Some States in the US have tried to do a little more. For example, in Alaska, you can deposit a Will for safekeeping with the courts. The service is described as follows

“If you deposit your will with the court, it will be kept in a secure place, and the will is kept confidential by the court until you die. After you die, your will is no longer confidential and it becomes a public court record. Also, even though your will itself is confidential while you are living, the fact that you deposited your will for safekeeping is not confidential, and others may search electronically for the names of  people who have deposited wills.”

The fee for this service is $40. But the service comes with this reminder “It is your responsibility to be sure the designated person(s) know that upon your death they must contact the court and request your will.”

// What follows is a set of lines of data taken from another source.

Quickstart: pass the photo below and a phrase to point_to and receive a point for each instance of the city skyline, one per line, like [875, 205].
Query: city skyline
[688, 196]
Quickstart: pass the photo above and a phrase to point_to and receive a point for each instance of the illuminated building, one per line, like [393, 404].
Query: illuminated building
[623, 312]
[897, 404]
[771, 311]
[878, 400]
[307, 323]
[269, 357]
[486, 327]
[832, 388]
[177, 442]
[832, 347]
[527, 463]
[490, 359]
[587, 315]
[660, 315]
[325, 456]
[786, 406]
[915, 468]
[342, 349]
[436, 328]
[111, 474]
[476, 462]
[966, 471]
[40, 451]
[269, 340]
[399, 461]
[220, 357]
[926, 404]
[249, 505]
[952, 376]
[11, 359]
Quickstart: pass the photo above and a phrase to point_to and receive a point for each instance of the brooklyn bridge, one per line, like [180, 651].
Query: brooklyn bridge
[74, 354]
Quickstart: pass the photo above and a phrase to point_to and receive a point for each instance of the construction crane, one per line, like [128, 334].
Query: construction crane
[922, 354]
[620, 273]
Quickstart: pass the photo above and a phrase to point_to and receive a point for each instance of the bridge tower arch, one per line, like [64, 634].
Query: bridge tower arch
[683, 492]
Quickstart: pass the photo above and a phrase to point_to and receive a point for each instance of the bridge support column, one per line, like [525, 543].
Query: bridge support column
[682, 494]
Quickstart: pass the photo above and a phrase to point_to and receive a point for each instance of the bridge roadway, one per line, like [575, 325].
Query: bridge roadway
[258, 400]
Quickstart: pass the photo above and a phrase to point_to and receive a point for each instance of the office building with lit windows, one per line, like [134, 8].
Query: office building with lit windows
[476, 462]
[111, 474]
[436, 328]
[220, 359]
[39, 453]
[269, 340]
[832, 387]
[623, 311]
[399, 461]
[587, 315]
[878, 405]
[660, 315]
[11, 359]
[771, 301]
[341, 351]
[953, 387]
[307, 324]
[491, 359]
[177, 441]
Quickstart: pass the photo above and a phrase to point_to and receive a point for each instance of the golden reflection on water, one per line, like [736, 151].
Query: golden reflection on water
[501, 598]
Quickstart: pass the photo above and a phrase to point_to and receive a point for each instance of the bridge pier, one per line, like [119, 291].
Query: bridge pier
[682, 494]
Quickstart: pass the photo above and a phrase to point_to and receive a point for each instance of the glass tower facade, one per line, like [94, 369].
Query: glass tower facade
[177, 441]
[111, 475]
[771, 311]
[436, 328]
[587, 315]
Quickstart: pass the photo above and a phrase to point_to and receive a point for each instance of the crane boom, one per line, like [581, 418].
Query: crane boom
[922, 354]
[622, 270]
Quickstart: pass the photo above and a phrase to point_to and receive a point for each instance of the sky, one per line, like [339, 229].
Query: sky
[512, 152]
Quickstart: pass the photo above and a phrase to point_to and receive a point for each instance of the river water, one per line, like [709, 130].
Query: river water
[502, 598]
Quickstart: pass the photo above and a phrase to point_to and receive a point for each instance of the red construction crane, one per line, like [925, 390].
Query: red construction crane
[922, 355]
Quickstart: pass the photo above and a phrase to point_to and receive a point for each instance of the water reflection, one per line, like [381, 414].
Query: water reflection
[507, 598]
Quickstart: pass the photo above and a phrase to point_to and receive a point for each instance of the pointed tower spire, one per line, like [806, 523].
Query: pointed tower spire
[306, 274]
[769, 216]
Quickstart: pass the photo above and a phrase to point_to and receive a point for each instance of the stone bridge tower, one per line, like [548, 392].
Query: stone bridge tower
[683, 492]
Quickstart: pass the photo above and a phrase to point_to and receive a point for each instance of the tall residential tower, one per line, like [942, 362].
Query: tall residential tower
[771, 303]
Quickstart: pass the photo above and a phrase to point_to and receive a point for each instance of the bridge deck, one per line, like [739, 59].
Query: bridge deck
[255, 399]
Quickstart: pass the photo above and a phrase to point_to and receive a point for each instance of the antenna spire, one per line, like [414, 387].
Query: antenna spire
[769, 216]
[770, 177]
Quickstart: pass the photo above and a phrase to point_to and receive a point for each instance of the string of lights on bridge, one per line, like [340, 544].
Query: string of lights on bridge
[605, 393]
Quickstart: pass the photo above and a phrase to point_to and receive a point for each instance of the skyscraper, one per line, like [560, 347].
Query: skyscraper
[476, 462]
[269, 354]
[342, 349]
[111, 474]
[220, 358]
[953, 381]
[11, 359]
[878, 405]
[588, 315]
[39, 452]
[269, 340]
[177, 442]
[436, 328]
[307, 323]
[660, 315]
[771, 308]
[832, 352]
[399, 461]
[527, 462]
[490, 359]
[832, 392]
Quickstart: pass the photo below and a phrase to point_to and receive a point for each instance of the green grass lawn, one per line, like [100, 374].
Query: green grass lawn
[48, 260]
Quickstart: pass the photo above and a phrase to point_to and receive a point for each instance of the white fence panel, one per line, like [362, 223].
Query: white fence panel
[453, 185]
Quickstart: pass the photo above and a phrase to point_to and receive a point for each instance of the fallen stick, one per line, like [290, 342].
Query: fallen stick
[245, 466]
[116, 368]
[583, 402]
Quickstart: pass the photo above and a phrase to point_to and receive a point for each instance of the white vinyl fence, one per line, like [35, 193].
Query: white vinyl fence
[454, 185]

There is definitely a real issue with Wills not being located when they are needed, but the registration process seems to be a very poor effort at solving that problem. I would hazard a guess that less than 1 percent of Wills are registered, and in reality, hardly anybody has even heard of these registries. The idea of paying $20-$50 to store centrally the piece of information that states that your Will is stored at home in a cookie jar seems ridiculous, and in some cases it is little more than opportunism by private corporations.

The bottom line is that there is no requirement to register your Will centrally to make it legal and in our opinion, there is very little value in doing this. We do have a service at LegalWills that allows you to create messages for loved ones to be distributed after you have passed away, and this would seem to be as effective as any of these Will registries. We try to reinforce the practice of regularly reviewing and updating your Will so storing the document itself with a government agency would seem to be counterproductive.

By far the most effective approach is just to tell your Executor where your Will is located. You will be trusting your Executor to distribute your assets according to your wishes, and they should be told ahead of time that they have been selected for this role. So you should have enough faith in this person to let them know where your Will is stored. This should guarantee that the document will be available to the right people at the appropriate time.